Half the mind knows what frightful deeds the other half is committing, but is powerless to stop it!"

  "Abdiel led forth our abbot, showed us the serpent's tooth, and said that if we did not do his bidding, our abbot would be the next to suffer the same living hell as poor mad Prior Gustav. What could we do, Fideles?"

  "Pray to God;"

  "We prayed." Miguel sounded bitter. "You see how our prayers were answered. Why didn't He listen, Brother?" The monk clutched at Fideles. "Why did He destroy us, who lived only to serve Him?"

  "I don't know. I only know we must have faith. You did this Abdiel's bidding?"

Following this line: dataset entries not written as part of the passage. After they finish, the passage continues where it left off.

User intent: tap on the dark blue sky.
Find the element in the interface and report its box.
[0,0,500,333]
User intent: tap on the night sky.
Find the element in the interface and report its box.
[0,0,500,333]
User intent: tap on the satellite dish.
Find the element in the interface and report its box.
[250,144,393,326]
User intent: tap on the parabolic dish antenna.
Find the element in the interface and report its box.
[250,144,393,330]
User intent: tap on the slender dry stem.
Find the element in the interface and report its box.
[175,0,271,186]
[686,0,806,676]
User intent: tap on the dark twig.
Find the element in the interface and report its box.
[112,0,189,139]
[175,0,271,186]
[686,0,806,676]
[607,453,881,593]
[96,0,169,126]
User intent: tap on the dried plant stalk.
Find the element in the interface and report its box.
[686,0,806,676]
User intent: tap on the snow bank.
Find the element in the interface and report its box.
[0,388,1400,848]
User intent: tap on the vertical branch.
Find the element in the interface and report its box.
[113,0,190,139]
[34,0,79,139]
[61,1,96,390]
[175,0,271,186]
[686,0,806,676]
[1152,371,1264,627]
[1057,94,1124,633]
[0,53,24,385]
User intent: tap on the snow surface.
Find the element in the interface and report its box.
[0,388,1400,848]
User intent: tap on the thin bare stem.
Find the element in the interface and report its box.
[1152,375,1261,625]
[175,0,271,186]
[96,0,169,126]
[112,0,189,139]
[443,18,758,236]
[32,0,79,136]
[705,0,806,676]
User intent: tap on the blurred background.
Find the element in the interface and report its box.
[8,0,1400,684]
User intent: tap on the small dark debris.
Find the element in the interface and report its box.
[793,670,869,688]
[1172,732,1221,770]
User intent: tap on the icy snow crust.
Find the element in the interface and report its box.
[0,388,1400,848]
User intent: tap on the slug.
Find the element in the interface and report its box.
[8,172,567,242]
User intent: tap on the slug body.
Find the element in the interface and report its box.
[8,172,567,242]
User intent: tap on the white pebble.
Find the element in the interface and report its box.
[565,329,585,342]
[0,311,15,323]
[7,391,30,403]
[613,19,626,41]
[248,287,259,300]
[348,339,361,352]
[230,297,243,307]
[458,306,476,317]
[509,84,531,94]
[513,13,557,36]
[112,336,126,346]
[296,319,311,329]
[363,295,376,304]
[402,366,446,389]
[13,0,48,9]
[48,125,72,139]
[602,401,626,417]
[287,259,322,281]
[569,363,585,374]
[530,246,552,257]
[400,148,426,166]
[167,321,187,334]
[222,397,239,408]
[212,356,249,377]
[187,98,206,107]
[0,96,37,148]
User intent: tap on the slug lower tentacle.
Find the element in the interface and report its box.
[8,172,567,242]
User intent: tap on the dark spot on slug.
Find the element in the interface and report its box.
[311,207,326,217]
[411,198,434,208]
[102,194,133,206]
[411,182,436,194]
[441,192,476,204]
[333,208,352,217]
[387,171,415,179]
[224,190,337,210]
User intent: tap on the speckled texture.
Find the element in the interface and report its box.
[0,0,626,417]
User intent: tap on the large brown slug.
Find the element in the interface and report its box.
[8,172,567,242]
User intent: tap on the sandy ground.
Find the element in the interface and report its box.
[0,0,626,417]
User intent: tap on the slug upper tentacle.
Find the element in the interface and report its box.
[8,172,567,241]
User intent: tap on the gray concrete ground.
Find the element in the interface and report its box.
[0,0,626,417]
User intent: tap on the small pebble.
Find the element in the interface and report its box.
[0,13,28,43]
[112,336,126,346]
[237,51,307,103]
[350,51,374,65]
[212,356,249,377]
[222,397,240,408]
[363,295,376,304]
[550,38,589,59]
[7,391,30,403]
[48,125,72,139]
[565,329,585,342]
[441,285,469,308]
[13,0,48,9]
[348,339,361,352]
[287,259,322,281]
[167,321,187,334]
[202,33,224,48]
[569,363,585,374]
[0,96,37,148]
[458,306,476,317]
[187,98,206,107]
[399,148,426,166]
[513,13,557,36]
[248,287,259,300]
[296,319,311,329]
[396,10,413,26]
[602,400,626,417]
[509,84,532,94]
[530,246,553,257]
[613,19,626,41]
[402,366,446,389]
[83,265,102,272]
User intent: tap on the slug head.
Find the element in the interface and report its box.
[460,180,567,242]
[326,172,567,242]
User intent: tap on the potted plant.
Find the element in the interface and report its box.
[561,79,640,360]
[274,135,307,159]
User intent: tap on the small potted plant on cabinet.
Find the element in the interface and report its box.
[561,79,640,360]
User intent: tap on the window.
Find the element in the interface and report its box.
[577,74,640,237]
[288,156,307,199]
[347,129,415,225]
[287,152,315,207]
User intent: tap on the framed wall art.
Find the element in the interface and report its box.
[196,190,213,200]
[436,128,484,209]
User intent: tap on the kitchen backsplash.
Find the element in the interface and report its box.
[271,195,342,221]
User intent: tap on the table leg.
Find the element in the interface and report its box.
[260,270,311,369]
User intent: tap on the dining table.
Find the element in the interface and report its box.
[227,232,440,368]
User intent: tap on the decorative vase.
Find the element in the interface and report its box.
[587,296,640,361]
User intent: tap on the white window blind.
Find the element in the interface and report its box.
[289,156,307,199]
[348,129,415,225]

  "His disciples, those he calls mind-dead, entered the Abbey. We clothed them and taught them our routine. God forgive us, we taught them our prayers. All the time, we were certain that God would save us. And then came the night, the dinner ..." Miguel swallowed. Sweat beaded his face. "I—I didn't eat with the others. I was fasting . . . praying for the souls of those who had died by violence. But the rest, all the rest . . ."

  "Poisoned," guessed Fideles.

  "They were dead within hours," said the monk in dull despair. "I tried, but there was nothing I could do for them. And then the mind-dead came for me. Their eyes ..." He shuddered. "I don't remember how I got down here. I've hidden here since, terrified they would find me. When I saw you, I was certain it was them. I ... I was almost thankful. Part of me wanted to hide, but another wanted to rush into their arms ..."

  "I have to go, now." Brother Fideles stood up. "It may be too late, but I must try to save my lord."

  "Impossible!" cried Miguel, endeavoring to hang on to him, hold him back. "You will die with him."

  "If that is all I can do, then I will do that. Hold fast to your faith, Brother. God has not abandoned us, though we do not understand His purpose. He has spared you for a reason, you may be sure. Return to your hiding place and pray to Him, pray for my lord, pray for me."

  "I will," said Brother Miguel, his voice sounding stronger. He stretched out his hand. "Dominicus tecum. God be with you."